Being a Christian is not about being good in myself. It is not about focusing on my interior life to the exclusion of everything else. It is not about being satisfied with myself and my learning, or my purity, or my holiness. Learning, purity, and holiness can be good things, but not if they are not shared, not if they are not put to use. Being a Christian is not a solitary venture. Being a Christian is always about our relationship with others, both those inside and those outside the Christian community.

Jesus says that a city on a hill cannot be hid. Its light will reveal it even from far away. The phrase was famously used by President Ronald Reagan, who repeatedly spoke about America as a shining city on a hill. He wasn’t the first to use the phrase in reference to America. John Winthrop first used it in 1630 aboard to ship Arbello to tell the future Massachusetts Bay Colonists that the eyes of the world would be watching them. Their experiment would either show the world an example of Christian charity or it would show the world the colonists’ failure to achieve Christian charity and unity. President John F. Kennedy used it in the days leading up to his inauguration in the same way, to say that the eyes of world would be on America to see if we would succeed or fail at the great tasks ahead of us.

But Reagan used the phrase over and over, and he altered the wording a bit. Jesus spoke of a city on a hill that could not be hid. Reagan spoke of a shining city on a hill. And in doing so, he changed the meaning of the phrase. Winthrop and Kennedy were making the point that the world would be scrutinizing America. Reagan meant that the world was being drawn to America. It wasn’t just that America was being watched, or even that America was an example for the rest of the world. Reagan meant that the world’s peoples were being drawn to join America. For him it was a profound statement of America’s diversity, of our ability to welcome people from all nations, races, and religions. He explicitly said that shining city was indifferent to differences in race, religion, or political leanings.

In his farewell address, Reagan said, “I’ve spoken of the shining city all my political life, but I don’t know if I ever quite communicated what I saw when I said it. But in my mind it was a tall, proud city built on rocks stronger than oceans, wind-swept, God-blessed, and teeming with people of all kinds living in harmony and peace; a city with free ports that hummed with commerce and creativity. And if there had to be city walls, the walls had doors and the doors were open to anyone with the will and the heart to get here. That’s how I saw it, and see it still.”

That vision of America as a shining city on a hill is a far cry from how America is presenting itself in the world today. Now we are a nation defined by a border wall, a nation whose ports of entry are closed to those we see as different, those whose nationality, or language, or race, or religion do not conform to a certain mold.

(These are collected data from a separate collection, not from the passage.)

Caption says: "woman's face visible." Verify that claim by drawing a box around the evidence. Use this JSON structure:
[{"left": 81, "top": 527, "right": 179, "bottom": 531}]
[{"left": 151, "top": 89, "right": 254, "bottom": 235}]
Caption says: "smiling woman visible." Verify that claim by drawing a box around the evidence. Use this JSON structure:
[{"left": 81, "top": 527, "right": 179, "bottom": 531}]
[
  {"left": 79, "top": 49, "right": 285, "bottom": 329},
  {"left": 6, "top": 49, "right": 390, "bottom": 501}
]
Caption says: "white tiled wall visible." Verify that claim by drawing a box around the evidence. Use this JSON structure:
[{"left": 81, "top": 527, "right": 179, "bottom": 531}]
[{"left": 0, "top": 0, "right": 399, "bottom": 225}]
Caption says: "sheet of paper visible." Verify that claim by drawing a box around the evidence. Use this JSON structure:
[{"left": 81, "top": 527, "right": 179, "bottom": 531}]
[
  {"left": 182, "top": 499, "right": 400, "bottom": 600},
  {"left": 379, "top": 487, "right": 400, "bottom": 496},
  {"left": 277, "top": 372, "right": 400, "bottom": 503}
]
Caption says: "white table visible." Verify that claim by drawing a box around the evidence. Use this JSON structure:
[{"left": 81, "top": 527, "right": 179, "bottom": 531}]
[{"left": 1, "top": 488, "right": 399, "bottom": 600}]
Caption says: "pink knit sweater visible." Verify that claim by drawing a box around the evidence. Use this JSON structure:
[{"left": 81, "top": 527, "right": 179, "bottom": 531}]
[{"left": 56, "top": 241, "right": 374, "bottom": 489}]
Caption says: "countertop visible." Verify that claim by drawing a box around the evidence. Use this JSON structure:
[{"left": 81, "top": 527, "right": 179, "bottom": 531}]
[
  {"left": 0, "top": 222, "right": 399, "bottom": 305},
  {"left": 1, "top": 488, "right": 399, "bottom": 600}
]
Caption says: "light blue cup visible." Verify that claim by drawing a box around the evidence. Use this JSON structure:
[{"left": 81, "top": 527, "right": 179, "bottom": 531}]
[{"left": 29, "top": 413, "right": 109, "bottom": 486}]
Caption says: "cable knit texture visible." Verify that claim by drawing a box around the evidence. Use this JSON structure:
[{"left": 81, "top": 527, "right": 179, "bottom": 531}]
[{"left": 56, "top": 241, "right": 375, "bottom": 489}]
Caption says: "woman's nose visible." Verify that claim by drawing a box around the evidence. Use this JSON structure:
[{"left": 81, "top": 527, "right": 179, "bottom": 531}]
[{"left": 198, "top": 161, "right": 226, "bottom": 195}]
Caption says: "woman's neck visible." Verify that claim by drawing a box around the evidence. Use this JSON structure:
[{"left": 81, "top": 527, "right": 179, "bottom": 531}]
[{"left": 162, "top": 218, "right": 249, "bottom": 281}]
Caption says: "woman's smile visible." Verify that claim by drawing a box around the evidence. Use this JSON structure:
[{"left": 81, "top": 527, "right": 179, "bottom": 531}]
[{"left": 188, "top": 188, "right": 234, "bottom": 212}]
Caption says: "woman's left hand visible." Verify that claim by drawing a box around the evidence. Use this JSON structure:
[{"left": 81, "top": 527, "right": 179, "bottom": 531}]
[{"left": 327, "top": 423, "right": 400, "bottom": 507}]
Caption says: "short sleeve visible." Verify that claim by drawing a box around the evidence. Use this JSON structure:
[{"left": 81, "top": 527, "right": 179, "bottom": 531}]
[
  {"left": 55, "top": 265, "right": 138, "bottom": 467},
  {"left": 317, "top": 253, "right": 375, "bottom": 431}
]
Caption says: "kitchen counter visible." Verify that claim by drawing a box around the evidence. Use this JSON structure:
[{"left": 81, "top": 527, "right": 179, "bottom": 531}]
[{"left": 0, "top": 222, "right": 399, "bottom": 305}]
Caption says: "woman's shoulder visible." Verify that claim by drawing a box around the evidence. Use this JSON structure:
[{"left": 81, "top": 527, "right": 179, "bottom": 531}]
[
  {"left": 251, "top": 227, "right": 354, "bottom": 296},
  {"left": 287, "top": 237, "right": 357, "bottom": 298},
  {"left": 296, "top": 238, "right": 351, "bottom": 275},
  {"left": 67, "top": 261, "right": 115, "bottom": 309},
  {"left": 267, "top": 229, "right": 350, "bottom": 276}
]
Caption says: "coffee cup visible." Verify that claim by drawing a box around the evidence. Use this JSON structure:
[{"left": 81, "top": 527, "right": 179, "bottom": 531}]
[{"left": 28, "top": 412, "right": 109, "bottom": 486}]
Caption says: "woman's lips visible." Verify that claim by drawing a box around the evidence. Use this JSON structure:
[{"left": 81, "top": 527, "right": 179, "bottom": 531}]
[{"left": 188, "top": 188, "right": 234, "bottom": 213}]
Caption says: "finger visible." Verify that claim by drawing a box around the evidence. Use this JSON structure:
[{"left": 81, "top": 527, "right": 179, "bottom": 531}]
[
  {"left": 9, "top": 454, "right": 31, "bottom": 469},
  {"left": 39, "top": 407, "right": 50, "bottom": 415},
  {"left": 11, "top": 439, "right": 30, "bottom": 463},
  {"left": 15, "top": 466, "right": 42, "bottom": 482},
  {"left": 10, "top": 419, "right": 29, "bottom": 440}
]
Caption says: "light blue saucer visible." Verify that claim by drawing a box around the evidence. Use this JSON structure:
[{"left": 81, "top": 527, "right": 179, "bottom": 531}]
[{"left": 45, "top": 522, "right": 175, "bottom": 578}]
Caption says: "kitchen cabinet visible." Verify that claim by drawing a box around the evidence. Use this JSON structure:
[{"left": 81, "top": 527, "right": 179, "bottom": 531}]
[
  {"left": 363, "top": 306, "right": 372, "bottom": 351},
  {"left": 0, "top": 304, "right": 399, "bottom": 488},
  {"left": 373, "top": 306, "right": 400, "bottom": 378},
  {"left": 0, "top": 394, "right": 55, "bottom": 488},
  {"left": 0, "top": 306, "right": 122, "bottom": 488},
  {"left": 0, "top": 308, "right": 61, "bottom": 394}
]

We are becoming more and more a nation of exclusion and division.

And it is in this context that we must struggle with what it means to be salt for the earth and light for the world. What is the truth we must speak, the saltiness we cannot afford to lose? What is the light we must shine, the situations we cannot allow to go unseen?

As followers of Jesus Christ, we have an obligation to engage with the world around us. We have an obligation to share God’s radical message of love and inclusion. We have an obligation to shine a light on injustice when we encounter it, an obligation to preserve what is good and just and life-giving in our world. We cannot abdicate our responsibility, hide our light under a basket, or allow our salt to become saltless. You are the light of the world, that is, of the whole world, not just part of it. You are the salt of the earth, that is, of the whole earth, not just a small section. We must be brave. We must be bold. We must share the love of God in every way that we can, taking courage from the one who calls us, the one who gives us light and life, Jesus the Christ.